The Mission of the Guardian Angel was built in 1696 by the French missionaries in order to facilitate the conversion to Christianity of the local Amerindians.

===Area abandoned and reclaimed===
In the early 1700s, the Potawatomis took over this region from the Mascoutens and the Miamis. The area (and any possible forts) was abandoned by the French in the 1720s during the Fox Wars. It was customary for the native peoples to burn down the Europeans' forts after their triumphs, unlike Europeans who would take over the fort and often rename it.
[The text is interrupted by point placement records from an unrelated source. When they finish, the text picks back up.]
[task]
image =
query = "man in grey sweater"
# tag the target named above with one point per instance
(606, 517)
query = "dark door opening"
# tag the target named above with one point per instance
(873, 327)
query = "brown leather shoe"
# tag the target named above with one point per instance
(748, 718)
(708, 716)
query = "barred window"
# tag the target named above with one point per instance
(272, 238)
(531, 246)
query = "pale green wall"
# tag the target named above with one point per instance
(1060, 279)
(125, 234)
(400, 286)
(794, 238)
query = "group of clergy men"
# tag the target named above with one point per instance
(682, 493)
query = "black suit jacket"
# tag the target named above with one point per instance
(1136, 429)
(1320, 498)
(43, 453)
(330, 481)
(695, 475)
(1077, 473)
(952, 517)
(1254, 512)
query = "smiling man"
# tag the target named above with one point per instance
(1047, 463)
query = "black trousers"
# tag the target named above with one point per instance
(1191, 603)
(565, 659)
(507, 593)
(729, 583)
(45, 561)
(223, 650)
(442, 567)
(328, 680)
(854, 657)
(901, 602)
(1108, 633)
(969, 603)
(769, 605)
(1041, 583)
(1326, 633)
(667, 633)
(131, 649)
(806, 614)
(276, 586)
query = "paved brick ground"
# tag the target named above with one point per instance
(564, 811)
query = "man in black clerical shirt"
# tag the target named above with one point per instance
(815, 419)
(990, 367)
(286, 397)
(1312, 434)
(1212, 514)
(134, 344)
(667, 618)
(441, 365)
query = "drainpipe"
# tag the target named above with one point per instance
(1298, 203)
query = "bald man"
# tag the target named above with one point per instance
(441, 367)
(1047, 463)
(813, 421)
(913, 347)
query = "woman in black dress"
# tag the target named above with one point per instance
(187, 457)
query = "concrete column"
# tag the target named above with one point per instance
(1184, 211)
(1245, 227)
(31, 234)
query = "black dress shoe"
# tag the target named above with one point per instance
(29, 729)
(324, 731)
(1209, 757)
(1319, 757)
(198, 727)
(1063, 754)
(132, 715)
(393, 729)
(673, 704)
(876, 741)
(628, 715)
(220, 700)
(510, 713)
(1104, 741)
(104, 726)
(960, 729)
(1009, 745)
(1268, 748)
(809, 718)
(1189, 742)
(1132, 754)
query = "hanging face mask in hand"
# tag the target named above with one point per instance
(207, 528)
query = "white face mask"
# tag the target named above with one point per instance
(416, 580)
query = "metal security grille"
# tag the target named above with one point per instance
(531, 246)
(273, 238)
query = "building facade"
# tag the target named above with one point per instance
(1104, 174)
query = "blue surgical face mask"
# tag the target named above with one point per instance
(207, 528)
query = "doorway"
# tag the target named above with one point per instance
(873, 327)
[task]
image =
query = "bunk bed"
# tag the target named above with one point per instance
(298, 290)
The first known foreigner to permanently settle in the area was Jean Baptiste Point du Sable, who was a Haitian of African and French ancestry. In the 1770s, he settled on the banks of the Chicago River, and married a Potawatomi woman.

==Myth of a French Fort Chécagou is born ==
The myth of a French fort at the mouth of the Chicago River emerged following the publication of a map of Lake Michigan by Louis Hennepin in 1698 (see map, above). His map showed Fort Miami near the mouth of the St. Joseph River, however, he showed the river as emerging from the southernmost tip of the lake. Hennepin's map was widely copied, but cartographers—knowing that there was no river at the southern tip of Lake Michigan—erroneously assumed that Hennepin had intended to show the Chicago River, and so it became widely accepted that there had been a French fort at the mouth of the Chicago River.